Beim Auswärtsspiel bei Hannover 96 war die gesamte Führungsriege, bestehend aus Hoeneß, Vorstandsboss Karl-Heinz Rummenigge und Finanzchef Karl Hopfner, nicht anwesend.

Hoeneß wollte Steuerabkommen nutzen

Mit einer Selbstanzeige kann ein Steuerhinterzieher für sich das Strafmaß und die Nachzahlungen deutlich reduzieren.

Wenn er aber zum Zeitpunkt der Selbstanzeige bereits Kenntnis vom Beginn von Ermittlungen hat oder haben müsste, ist eine Selbstanzeige nicht mehr möglich bzw. nicht mehr strafmildernd oder strafbefreiend. Mit der Frage, ob Uli Hoeneß die Vorteile der Selbstanzeige nutzen kann, beschäftigt sich derzeit die Staatsanwaltschaft.

Hoeneß erklärte, er habe die "Angelegenheit" ursprünglich über das Deutsch-Schweizer Steuerabkommen regeln wollen, das "bekanntlich Mitte Dezember 2012 nicht zu Stande gekommen" sei.

Über das Steuerabkommen hätten Personen, die in der Schweiz nichtversteuerte Gelder liegen haben, dies mit einer für den deutschen Fiskus anonymen pauschalen Einmalzahlung legalisieren können.

Unruhe vor Barca-Hammer?

Für den deutschen Rekordmeister kommt das Thema zur Unzeit.

Am Dienstag erwarten die Bayern den FC Barcelona zum Hinspiel des Champions-League-Halbfinals in der heimischen Arena. Jegliche Unruhe abseits des Rasens könnte die Konzentration stören.

Berthold und Magath beruhigen

SPORT1-Kolumnist Thomas Berthold sieht diese Gefahr allerdings nicht. "Das interessiert die Spieler nicht", sagte Berthold über die Ermittlungen gegen Hoeneß.

"Da spricht man kurz drüber und dann ist auch schon wieder gut. Die haben ja jetzt erstmal ein Bundesliga-Spiel, dann kommt der Sonntag, dann ist am Montag das Trainingslager und dann geht es auch schon weiter mit dem Barcelona-Spiel.", erklärte der Weltmeister von 1990.
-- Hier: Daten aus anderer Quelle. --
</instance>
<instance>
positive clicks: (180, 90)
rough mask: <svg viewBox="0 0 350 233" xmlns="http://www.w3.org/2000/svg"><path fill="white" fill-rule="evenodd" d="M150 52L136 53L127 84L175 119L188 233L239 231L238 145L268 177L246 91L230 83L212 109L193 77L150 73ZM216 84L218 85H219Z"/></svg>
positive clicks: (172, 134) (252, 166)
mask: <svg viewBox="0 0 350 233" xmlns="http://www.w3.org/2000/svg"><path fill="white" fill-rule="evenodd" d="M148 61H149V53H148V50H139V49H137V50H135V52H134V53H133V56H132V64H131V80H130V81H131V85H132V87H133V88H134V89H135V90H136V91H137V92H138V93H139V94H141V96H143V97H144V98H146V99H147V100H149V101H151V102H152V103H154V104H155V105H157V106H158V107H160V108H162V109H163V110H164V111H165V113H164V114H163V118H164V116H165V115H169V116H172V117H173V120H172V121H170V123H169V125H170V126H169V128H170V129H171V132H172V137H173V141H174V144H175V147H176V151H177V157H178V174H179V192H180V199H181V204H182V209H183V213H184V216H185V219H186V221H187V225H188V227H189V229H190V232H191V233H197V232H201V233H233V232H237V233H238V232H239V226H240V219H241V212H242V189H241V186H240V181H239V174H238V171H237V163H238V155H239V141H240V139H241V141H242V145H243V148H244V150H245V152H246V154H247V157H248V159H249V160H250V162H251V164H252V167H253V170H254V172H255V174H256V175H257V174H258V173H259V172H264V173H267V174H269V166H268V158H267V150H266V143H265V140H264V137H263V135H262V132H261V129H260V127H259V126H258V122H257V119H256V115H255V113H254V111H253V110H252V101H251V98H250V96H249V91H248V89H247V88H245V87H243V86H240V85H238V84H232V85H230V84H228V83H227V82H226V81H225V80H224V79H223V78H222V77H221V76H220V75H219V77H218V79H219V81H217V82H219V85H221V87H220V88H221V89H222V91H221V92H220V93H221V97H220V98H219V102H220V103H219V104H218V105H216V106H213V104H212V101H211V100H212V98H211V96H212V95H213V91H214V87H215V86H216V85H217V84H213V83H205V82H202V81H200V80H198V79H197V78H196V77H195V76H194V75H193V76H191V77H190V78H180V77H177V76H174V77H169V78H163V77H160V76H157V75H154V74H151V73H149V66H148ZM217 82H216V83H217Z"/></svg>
LIGA total!-Experte Felix Magath gewinnt der Situation sogar Positives ab und erwartet keine Auswirkungen auf das Barca-Spiel.

"Das glaube ich nicht, weil es Privatsache von Uli Hoeneß ist Es ist vielmehr eine willkommene Ablenkung vor der Champions League ? damit konzentriert sich nicht alles auf das Spiel", sagte Magath.